Wednesday, February 13, 2008

Maintainting Heirarchies in SQL

I've refined my thinking a little about the optimal way to keep track of tasks in a relational database. Here is the newer version:

CREATE TABLE task (
 id BIGSERIAL PRIMARY KEY,
 parentid BIGINT REFERENCES task (id),
 taskname varchar(50) NOT NULL
 CONSTRAINT name_not_empty
 CHECK (taskname <> '')
);
CREATE TABLE leaftask (
 id BIGINT PRIMARY KEY REFERENCES task (id),
 weight INT4 NOT NULL DEFAULT 1000,
 starttime TIMESTAMPTZ,
 endtime TIMESTAMPTZ,
 CONSTRAINT startbeforefinish
 CHECK ((starttime < endtime) or (endtime IS NULL))
);

I want my tasks to follow certain rules:

  • All sub-tasks of a given parent task should add up to 100% of the parent task.
  • A task can never have exactly one sub-task because - according to the rule above - the subtask would by synonymous with its parent.
  • All tasks that have no descendants - and none that don't - should have a corresponding "leaftask" record.
  • All tasks must have a final root that has no parent - i.e. no looping back on your descendants.
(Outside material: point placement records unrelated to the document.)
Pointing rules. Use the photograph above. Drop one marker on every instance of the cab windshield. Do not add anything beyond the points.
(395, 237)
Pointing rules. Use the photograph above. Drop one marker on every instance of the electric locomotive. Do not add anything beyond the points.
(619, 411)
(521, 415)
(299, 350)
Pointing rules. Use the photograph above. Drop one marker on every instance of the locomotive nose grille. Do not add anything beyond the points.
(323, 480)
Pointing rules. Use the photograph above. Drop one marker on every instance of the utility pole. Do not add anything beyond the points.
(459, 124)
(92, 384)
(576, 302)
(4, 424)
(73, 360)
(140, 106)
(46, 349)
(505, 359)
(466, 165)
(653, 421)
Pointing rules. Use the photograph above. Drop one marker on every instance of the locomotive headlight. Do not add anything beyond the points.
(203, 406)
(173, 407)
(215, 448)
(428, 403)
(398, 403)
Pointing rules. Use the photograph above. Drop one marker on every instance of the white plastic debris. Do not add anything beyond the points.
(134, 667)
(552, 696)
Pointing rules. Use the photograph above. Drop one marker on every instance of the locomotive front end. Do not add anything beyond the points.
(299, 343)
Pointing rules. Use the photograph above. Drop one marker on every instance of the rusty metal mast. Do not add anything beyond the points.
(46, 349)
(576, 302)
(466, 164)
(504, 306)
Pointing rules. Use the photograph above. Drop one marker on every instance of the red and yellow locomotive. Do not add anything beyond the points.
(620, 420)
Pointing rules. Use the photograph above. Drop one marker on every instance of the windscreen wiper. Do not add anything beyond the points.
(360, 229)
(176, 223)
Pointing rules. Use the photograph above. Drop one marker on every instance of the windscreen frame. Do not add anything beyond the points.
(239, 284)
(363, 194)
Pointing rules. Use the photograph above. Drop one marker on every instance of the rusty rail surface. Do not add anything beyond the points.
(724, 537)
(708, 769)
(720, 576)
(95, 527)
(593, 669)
I want to build structures into the database that will prevent invalid states (as defined by the above rules) from occurring. Today I am going to tackle the problem of a task descending from itself. To prevent that case, I need what in PostgreSQL is called a trigger. I'm getting ahead of myself though. First I need a way to list the descendants of a given task. Since I want it to happen all in the database, I need a stored function.

Stored functions in PostgreSQL can be written in many languages. I'm going to write mine in PL/pgSQL, a sort of SQL-related procedural language, because it is included by default with PostgreSQL. (PL/pgSQL is intentionally similar to Oracle's PL/SQL, if you're an Oracle person.)

CREATE OR REPLACE FUNCTION taskdescendants(parenttaskid bigint, OUT decid bigint)
 RETURNS SETOF bigint AS $fun$
BEGIN
 FOR decid IN SELECT id FROM task WHERE parentid = parenttaskid LOOP
  RETURN NEXT;
  FOR decid IN SELECT * FROM taskdescendants(decid) LOOP
   RETURN NEXT;
  END LOOP;
 END LOOP;
 RETURN;
END;
$fun$ LANGUAGE plpgsql;

This function will return the ids (each as a separate row) of any descendants a given task might have. I can use it in my SQL statements as if it were a table. For example, this will select all tasks descending from task 57:

SELECT decid, taskname FROM taskdescendants(57) INNER JOIN task ON decid = id;

That's all well and good for a generic function, but trigger functions have slightly different requirements. This will check that the new parentid doesn't show up in the list of descendants:

CREATE OR REPLACE FUNCTION taskrecursioncheck() RETURNS trigger AS $fun$
BEGIN
 IF NEW.parentid IN (SELECT decid FROM taskdescendants(NEW.id)) THEN
  RAISE EXCEPTION 'task cannot descend from one of its own descendants';
 END IF;
 IF NEW.parentid = NEW.id THEN
  RAISE EXCEPTION 'task cannot descend from itself';
 END IF;
 RETURN NEW;
END;
$fun$ LANGUAGE plpgsql;

CREATE TRIGGER parent_trap BEFORE UPDATE ON task
 FOR EACH ROW EXECUTE PROCEDURE taskrecursioncheck();

There - now it raises an error on invalid relationships and I got a handy function that my front end can call. Later I will have to figure out some way to ensure my other rules are followed.